The second reason goes a little deeper, psychology wise. We want to understand our own darkness and guilt, so we seek to understand the darkness of others. We want, no almost need, to see how far someone can go and still be redeemable.

It is for these reasons that we focus on the criminal and not the victim. We often remember the detective, and typically more so if he is flawed. To the reader, or even the viewer of real-life tragedy, the victims rarely deserved what they got, and while that is tragic, their lives are rarely memorable to us (unless they contain clues to WHY they were killed). Think of Dexter, books or the television series by the same name.

But the victims and their families are the ones who deserve our time and attention more than the killers. We should remember Margaret Bowman as one of the co-eds Ted Bundy killed, or Kathy Kleiner and Karen Chandler as two of the survivors of his final killing spree as easily as we recall Bundy’s name. But to be honest, I had to Google them to recall who they were even after studying Bundy extensively.

Those girls and all his other victims had families.

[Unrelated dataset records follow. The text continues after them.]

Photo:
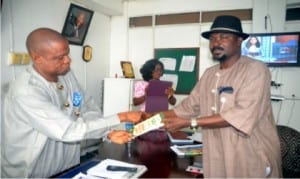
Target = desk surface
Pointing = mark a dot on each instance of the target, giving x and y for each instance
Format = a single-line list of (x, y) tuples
[(151, 149)]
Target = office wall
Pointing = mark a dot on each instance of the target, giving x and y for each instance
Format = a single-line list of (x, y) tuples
[(138, 43), (19, 17)]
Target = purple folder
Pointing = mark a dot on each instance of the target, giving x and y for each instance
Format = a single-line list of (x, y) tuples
[(156, 99)]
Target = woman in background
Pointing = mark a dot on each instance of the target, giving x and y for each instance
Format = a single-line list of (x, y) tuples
[(153, 144), (152, 69)]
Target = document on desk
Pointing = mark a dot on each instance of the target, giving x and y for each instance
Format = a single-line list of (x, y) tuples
[(152, 123), (100, 170)]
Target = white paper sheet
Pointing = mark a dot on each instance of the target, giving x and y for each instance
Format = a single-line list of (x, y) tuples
[(100, 170)]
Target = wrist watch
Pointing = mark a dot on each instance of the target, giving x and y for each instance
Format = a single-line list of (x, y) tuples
[(194, 124)]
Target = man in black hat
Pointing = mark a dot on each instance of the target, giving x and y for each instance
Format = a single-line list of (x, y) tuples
[(231, 103)]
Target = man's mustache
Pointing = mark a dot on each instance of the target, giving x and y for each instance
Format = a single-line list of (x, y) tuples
[(217, 48)]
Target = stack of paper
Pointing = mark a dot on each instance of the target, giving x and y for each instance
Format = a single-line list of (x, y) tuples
[(152, 123), (157, 99), (179, 137), (100, 170)]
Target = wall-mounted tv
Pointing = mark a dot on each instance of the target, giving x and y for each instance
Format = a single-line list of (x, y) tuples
[(274, 49)]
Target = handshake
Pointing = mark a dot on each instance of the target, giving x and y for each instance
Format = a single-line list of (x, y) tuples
[(142, 126)]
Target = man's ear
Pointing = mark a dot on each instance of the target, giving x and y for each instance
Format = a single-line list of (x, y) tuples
[(240, 41), (36, 58)]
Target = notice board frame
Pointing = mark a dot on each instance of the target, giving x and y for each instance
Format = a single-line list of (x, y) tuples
[(186, 80)]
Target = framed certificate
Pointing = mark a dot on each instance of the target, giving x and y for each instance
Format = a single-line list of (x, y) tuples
[(127, 69)]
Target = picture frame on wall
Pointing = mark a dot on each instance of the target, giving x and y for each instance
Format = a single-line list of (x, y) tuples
[(76, 24), (127, 69)]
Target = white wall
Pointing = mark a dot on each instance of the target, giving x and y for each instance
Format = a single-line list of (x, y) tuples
[(112, 41), (20, 17), (138, 43)]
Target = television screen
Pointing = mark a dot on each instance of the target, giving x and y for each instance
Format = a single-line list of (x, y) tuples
[(274, 49)]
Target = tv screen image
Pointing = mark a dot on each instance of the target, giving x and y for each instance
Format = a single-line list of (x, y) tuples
[(274, 49)]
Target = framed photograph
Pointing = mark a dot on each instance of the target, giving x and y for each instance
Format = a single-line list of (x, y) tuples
[(77, 24), (127, 69)]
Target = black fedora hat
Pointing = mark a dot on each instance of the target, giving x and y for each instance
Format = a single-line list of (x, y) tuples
[(226, 23)]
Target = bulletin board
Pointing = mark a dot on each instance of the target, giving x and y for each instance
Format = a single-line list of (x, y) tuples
[(187, 76)]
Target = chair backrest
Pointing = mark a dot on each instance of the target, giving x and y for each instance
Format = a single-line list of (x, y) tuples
[(290, 151)]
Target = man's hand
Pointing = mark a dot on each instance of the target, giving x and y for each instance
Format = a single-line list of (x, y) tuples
[(119, 136), (175, 123), (130, 116)]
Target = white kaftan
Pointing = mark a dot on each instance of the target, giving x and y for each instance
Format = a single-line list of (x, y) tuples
[(44, 123)]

Mothers, fathers, brothers, sisters, aunts, uncles, and more were forever changed by the actions of one merciless man. They deserve our kindness, recognition, and respect.

Final Words on Killing and Kindness

The longer I live and write the better I understand that life is about balance, the yin and yang of things. Walking the narrow line in the middle is hard, unpopular, and fraught with danger. Step too far to one side or the other, and there are wolves waiting to devour you.

Writing about crime and studying the dark underbelly of humanity comes with the risk of mistrust and the belief that everyone is suspect, and all kindness is potentially deadly.

Embracing kindness initiatives with the belief that everyone is good, or there is some good in everyone is at best naïve and at worst dangerous and deadly. The balance of caution, wisdom, and kindness is much harder to achieve.

And we’re going to make mistakes. We’re human after all. We will be cynical about someone who is genuine, and we will be too kind to someone who is undeserving and malicious. That’s why kindness is a practice and developing discernment and wisdom a lifelong endeavor. And it’s why, to an extent, that killing and kindness may always go hand in hand.